Subjects will exit the study at hospital discharge.



Age, sex, underlying pathology and the type of surgery will be collected.

Outcome measures

  • POA assessment: All subjects included in the study will be filmed at four moments to later evaluate their POA by the m-YPAS scale.

  • Saliva and blood cortisol determination: Patients’ saliva will be collected by Salivette® device at time-points M1 and M2. Likewise, a 5-ml blood sample will be obtained at time-point M3 to determine blood cortisol levels after the induction of anaesthesia.

  • Induction Compliance Checklist: It will be performed by the anaesthesiologists in the operating room.

  • Assessment of anaesthetic recovery with or without presence of delirium using PAEDS (PediatricAnesthesia Emergence Delirium Scale) [21] and assessment of post-anaesthetic recovery in PACU using Aldrete [22].

  • Vital signs on arrival at PACU and every 30 min until the transfer to general ward: heart rate and respiratory rate.

  • Pain Scales: Multidimensional pain scale for children under 3 years old, face pain scale for children aged 4–7 years and Visual analog scale for children older than 7 years old.

  • Need of postoperative analgesia.

  • Time to hospital discharge after leaving the operating room, in minutes.

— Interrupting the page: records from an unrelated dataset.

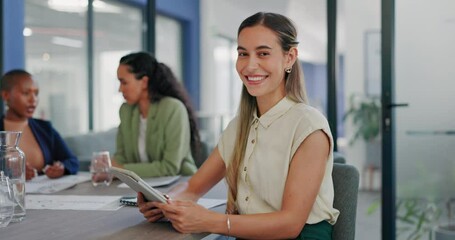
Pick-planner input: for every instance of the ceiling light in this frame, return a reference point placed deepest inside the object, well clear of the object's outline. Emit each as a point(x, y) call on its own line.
point(67, 42)
point(27, 32)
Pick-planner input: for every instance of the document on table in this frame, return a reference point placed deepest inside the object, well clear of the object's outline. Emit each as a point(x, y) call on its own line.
point(72, 202)
point(156, 181)
point(205, 202)
point(43, 184)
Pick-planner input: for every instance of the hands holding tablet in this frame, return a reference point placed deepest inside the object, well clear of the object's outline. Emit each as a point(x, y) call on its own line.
point(186, 216)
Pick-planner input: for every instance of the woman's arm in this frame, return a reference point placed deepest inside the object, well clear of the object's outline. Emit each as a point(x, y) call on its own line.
point(61, 152)
point(302, 186)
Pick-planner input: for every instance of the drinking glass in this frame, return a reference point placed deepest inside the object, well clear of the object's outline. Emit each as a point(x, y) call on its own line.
point(100, 169)
point(6, 200)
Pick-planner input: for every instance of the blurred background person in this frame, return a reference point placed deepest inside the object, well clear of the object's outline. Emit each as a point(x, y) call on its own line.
point(45, 151)
point(157, 135)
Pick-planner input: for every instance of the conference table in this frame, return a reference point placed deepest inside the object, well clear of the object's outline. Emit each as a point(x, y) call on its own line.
point(125, 223)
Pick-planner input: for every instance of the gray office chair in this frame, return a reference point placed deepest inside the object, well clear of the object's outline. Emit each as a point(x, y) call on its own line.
point(346, 186)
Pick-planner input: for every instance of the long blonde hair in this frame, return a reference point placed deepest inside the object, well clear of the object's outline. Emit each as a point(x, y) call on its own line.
point(294, 86)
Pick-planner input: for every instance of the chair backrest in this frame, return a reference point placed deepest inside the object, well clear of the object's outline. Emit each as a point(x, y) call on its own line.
point(346, 186)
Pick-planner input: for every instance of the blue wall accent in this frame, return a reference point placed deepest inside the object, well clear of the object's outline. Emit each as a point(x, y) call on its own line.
point(13, 41)
point(315, 76)
point(187, 12)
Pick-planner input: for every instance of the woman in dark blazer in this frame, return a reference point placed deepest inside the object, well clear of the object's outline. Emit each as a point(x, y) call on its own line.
point(45, 151)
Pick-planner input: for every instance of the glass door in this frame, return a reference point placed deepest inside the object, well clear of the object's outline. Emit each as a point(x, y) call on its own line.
point(425, 129)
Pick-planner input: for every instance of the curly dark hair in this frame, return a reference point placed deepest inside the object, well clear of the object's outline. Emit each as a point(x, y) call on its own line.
point(162, 83)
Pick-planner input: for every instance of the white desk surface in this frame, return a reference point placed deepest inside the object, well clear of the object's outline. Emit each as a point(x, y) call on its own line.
point(125, 223)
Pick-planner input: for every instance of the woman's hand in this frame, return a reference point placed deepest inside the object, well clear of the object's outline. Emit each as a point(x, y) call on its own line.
point(186, 216)
point(148, 209)
point(55, 170)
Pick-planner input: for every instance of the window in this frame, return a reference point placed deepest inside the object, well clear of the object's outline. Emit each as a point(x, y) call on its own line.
point(56, 54)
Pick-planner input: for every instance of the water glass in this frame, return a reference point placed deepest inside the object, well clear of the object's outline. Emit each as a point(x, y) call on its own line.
point(100, 169)
point(6, 200)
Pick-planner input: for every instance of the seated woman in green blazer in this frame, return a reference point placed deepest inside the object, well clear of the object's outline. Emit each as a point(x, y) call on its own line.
point(157, 130)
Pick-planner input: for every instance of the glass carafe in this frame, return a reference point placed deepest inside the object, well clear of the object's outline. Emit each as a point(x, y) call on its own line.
point(12, 163)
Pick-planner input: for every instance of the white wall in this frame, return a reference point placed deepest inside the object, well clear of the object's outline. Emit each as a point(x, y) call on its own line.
point(360, 17)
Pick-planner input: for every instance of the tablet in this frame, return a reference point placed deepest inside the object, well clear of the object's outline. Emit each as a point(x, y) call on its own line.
point(138, 184)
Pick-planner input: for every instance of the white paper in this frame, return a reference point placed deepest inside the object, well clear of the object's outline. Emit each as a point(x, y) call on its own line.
point(43, 184)
point(156, 182)
point(211, 202)
point(205, 202)
point(72, 202)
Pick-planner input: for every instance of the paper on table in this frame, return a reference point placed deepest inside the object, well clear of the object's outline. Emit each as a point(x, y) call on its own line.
point(72, 202)
point(156, 181)
point(205, 202)
point(43, 184)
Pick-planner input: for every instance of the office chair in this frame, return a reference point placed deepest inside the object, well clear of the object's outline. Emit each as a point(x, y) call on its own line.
point(346, 186)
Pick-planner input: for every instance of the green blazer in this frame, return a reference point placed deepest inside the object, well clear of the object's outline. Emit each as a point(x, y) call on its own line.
point(168, 138)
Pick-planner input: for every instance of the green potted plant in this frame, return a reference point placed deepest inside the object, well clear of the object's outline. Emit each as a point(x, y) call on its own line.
point(365, 115)
point(365, 112)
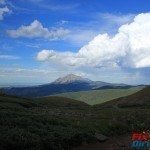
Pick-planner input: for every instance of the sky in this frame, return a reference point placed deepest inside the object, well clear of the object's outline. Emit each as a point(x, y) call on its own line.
point(107, 40)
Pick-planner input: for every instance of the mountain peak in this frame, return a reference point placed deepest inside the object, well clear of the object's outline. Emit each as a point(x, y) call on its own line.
point(70, 78)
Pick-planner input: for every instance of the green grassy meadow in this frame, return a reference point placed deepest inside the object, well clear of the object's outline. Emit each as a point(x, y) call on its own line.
point(55, 123)
point(100, 96)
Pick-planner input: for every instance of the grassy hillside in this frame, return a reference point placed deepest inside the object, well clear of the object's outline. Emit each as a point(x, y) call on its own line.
point(139, 99)
point(57, 123)
point(99, 96)
point(55, 101)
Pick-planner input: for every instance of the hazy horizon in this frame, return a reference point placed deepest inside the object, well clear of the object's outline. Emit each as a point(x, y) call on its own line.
point(41, 41)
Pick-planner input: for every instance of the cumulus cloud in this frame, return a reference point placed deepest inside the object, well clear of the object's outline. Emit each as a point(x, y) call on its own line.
point(36, 30)
point(2, 2)
point(9, 57)
point(129, 47)
point(3, 11)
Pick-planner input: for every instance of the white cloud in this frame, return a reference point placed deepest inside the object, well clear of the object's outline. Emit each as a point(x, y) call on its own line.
point(9, 57)
point(130, 47)
point(36, 30)
point(3, 11)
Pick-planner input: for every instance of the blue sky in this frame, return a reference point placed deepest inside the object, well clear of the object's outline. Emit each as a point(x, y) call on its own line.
point(42, 40)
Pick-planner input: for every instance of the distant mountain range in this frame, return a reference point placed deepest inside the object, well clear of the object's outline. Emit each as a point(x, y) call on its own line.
point(69, 83)
point(139, 99)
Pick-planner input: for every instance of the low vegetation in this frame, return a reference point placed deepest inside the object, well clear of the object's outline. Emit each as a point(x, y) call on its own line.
point(100, 96)
point(57, 123)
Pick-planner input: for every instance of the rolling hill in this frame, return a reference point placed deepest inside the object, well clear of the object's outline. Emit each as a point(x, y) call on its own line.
point(139, 99)
point(57, 102)
point(93, 97)
point(69, 83)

  • Evaluation on perceived healthcare quality: to fulfil this objective, a self-administered satisfaction survey will be completed by patients and parents/legal guardians after anaesthesia recovery and once hospital discharge is indicated. Healthcare professionals that usually attend children submitted to Major Outpatient Paediatric Surgery and that are involved in the study will complete the survey when the study is finished. The survey used is elaborated following the general criteria established by the Madrid Health Service for the elaboration of citizen satisfaction surveys [23]. Paediatric patients under 5 years old or older patients and parents/legal guardians with cognitive impairment or difficulty in understanding the language, will be excluded from this evaluation.

Statistical analysis

Sample size

Anxiety in children will be evaluated through comparing m-YPAS score between the moment of induction of anaesthesia and the presurgical moment prior to the entrance to the operating room. The sample size calculated will allow detection of a difference of means of 14.3 points at m-YPAS between the group with parental accompaniment and hydroxyzine (mean: 18; standard deviation (SD): 13.5 points) compared to the group with parental accompaniment only (mean: 32.3; SD: 24.2 points) [4, 24]. With a sample size of 47 subjects in each group, we would have a power of 90%, with a level of significance of 0.025, to detect these differences. The final sample size would be 188 subjects (47 in each group).

Data analysis

The analysis will be performed by protocol and intention to treat. The qualitative variables will be presented with their frequency distribution. The quantitative variables will be summarised with their mean and SD. The quantitative variables that show an asymmetric distribution will be summarised with the median and interquartile range.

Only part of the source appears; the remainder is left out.